On Nov. 18, as part of the 2010 National Lawyers Convention in Washington, D.C., HLS Professor Charles Fried participated in a debate on the constitutionality of the federal health care legislation—the Patient Protection and Affordable Care Act—signed into law by President Barack Obama ’91 last March. The act regulates the insurance industry, forbidding denials of coverage for those with preexisting conditions, for example. It also includes the requirement that all Americans purchase health insurance (known as “the individual mandate”) and has been met with legal challenges, two of which are still ongoing.
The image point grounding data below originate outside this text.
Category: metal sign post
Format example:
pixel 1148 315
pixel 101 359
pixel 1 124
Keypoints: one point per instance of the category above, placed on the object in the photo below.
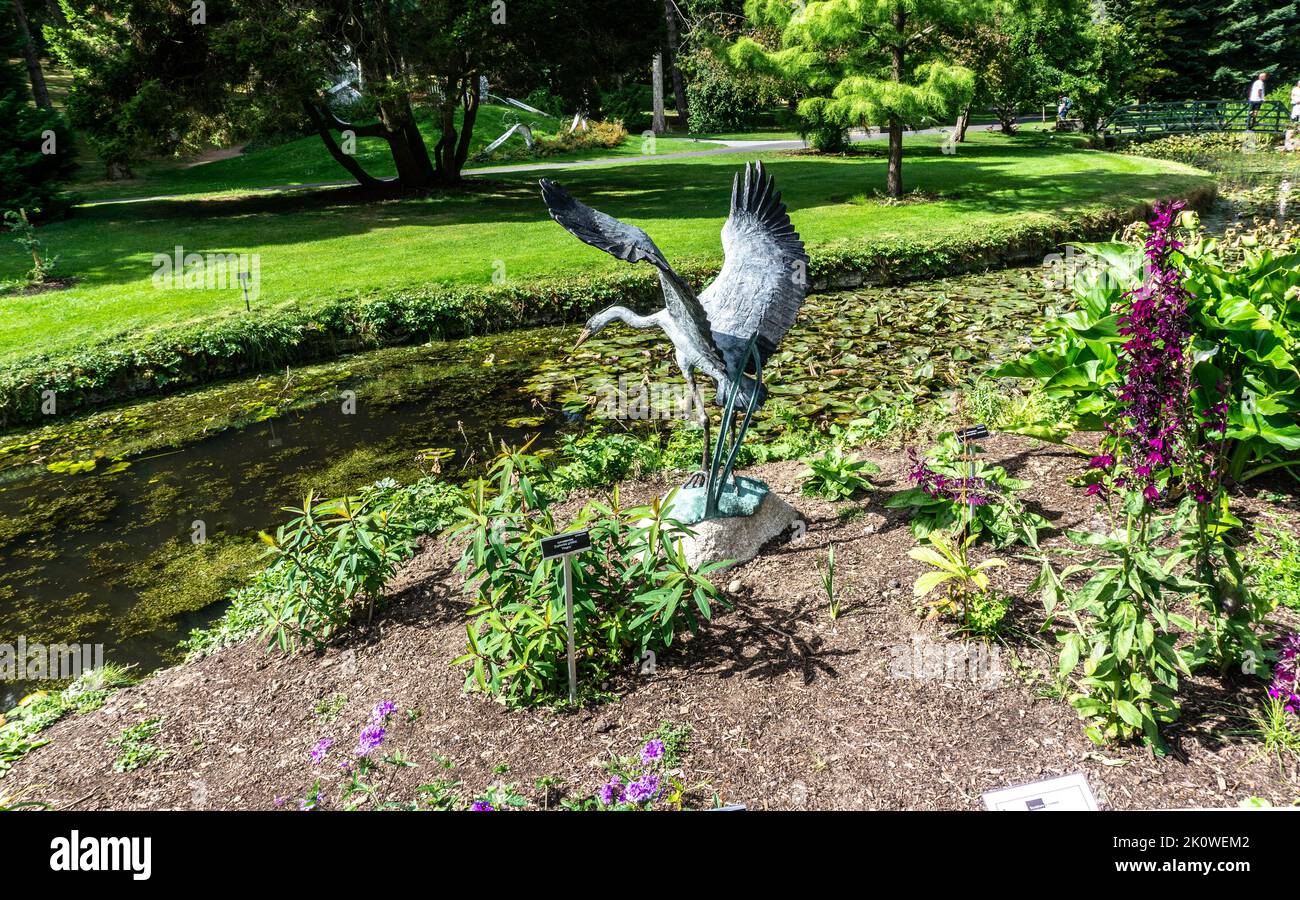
pixel 564 546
Fried spoke about the power of Congress under the Commerce Clause to regulate economic activity and noted, “The idea that insurance is not commerce is an idea that, since 1944, had best not be produced before any court, because in 1944, the Court quite explicitly said yes, insurance is commerce.”

He stated that the reason we have the individual mandate is because Congress and the public were wary (with good reason, he believes) of having the government option. “If we had the government option,” Fried said, “pretty soon the government would be running all of our health care, which by the way would be regrettable but completely constitutional.”  He added, “The reason we have the individual mandate is so that health care can remain in the private sector.”

The other participants were Richard Cordray, Ohio attorney general, who also supported the act’s constitutionality; and arguing against it were David B. Rivkin Jr., lead counsel in a case in the Florida courts challenging the act; and Randy E. Barnett ’77, professor at Georgetown University Law Center. Justice David R. Stras of the Minnesota Supreme Court moderated the debate, which was sponsored by the Federalist Society.